Current events in the UK raised a lot of questions from attendees who wanted to know how realistic are the prospects of a Brexit, and should it happen, how likely would it be for Scotland to leave the UK. In the opinion of Mr Dembinski, it is in Poland’s economic and geopolitical interests for the UK to the remain within the EU, and Poland’s government should support Mr Cameron in his quest of EU reform. In particular, it lies in the interests of business for the EU to become more competitive, more innovative and less bureaucratic.
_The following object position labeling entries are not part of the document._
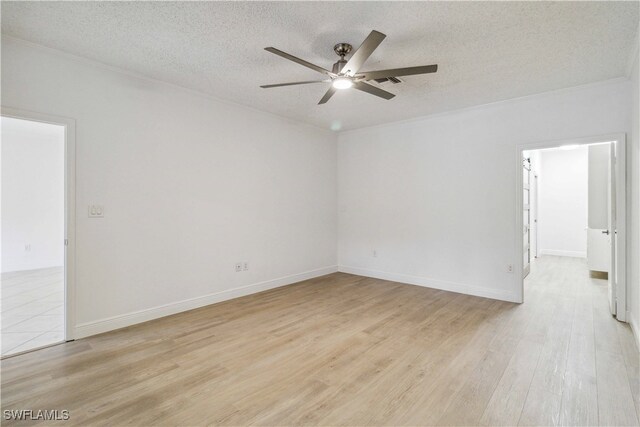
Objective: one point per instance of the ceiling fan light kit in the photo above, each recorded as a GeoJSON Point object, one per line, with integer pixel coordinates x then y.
{"type": "Point", "coordinates": [346, 74]}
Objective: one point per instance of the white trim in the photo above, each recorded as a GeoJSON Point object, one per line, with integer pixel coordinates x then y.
{"type": "Point", "coordinates": [116, 322]}
{"type": "Point", "coordinates": [634, 52]}
{"type": "Point", "coordinates": [633, 322]}
{"type": "Point", "coordinates": [621, 209]}
{"type": "Point", "coordinates": [70, 205]}
{"type": "Point", "coordinates": [560, 252]}
{"type": "Point", "coordinates": [426, 282]}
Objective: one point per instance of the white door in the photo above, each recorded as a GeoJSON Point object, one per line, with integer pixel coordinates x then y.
{"type": "Point", "coordinates": [526, 216]}
{"type": "Point", "coordinates": [611, 230]}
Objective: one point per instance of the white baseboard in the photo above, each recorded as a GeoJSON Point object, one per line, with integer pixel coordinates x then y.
{"type": "Point", "coordinates": [116, 322]}
{"type": "Point", "coordinates": [559, 252]}
{"type": "Point", "coordinates": [461, 288]}
{"type": "Point", "coordinates": [633, 322]}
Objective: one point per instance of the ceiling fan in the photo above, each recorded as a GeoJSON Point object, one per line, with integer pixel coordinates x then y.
{"type": "Point", "coordinates": [346, 74]}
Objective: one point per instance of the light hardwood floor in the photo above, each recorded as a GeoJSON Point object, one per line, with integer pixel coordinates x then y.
{"type": "Point", "coordinates": [349, 350]}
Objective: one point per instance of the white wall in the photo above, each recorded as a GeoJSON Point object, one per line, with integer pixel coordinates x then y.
{"type": "Point", "coordinates": [436, 197]}
{"type": "Point", "coordinates": [190, 186]}
{"type": "Point", "coordinates": [633, 265]}
{"type": "Point", "coordinates": [598, 212]}
{"type": "Point", "coordinates": [563, 202]}
{"type": "Point", "coordinates": [32, 195]}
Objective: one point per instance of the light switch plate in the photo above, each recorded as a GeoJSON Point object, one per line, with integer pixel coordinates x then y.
{"type": "Point", "coordinates": [96, 211]}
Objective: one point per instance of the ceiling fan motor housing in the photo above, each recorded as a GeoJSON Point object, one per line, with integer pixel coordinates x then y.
{"type": "Point", "coordinates": [341, 49]}
{"type": "Point", "coordinates": [338, 66]}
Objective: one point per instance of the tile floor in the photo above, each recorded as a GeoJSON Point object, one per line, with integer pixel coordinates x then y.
{"type": "Point", "coordinates": [32, 309]}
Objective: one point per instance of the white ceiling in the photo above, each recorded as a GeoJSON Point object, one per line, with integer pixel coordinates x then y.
{"type": "Point", "coordinates": [486, 51]}
{"type": "Point", "coordinates": [34, 130]}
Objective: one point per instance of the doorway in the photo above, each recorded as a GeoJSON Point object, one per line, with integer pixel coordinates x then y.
{"type": "Point", "coordinates": [579, 211]}
{"type": "Point", "coordinates": [37, 187]}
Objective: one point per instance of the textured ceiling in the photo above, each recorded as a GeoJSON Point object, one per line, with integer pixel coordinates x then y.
{"type": "Point", "coordinates": [486, 51]}
{"type": "Point", "coordinates": [36, 130]}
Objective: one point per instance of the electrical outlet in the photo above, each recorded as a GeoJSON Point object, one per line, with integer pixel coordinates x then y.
{"type": "Point", "coordinates": [96, 211]}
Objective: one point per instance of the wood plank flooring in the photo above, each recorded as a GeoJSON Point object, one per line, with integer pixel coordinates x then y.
{"type": "Point", "coordinates": [349, 350]}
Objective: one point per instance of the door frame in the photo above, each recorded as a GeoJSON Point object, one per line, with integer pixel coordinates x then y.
{"type": "Point", "coordinates": [621, 211]}
{"type": "Point", "coordinates": [70, 205]}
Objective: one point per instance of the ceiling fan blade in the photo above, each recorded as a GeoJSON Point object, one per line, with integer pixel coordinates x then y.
{"type": "Point", "coordinates": [327, 95]}
{"type": "Point", "coordinates": [373, 90]}
{"type": "Point", "coordinates": [293, 83]}
{"type": "Point", "coordinates": [395, 72]}
{"type": "Point", "coordinates": [363, 53]}
{"type": "Point", "coordinates": [298, 60]}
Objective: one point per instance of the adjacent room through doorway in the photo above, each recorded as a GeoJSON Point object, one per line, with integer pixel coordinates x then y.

Many comments were sparked by the latest developments concerning the international downgrade for Poland’s foreign-currency debt by the rating agency Standards & Poor's to BBB +. The current assessment still places Poland on a strong level for investment, but also caused reactions in the financial markets, which affects the value of currencies. The current exchange rate (4.48 zł per 1 Euro) is beneficial for Polish exporters – and indeed for foreign businesses engaged in greenfield investment in Poland.
Lukasz Mazurek, senior sales executive from Ebury, which provides foreign-exchange services for companies trading abroad, commented on current exchange rates: "In our opinion, the US dollar will strengthen in the near future against almost all currencies. This will be caused by the latest and any subsequent interest rate hikes in the US. The appreciation of the dollar will be particularly evident in relation to the euro, because the ECB has decided to extend the existing programme of quantitative easing. In the first quarter of 2016, we assume appreciation of the Polish zloty against the euro and Swiss frank and its weakening against the dollar and sterling."
At the end of the meeting, Urszula Kwaśniewska, BPCC regional director for Kraków and Katowice, invited participants to the Second Export Forum, which will be held on 19 May 2016 in Krakow, which will be another opportunity to discuss Polish exports to Britain.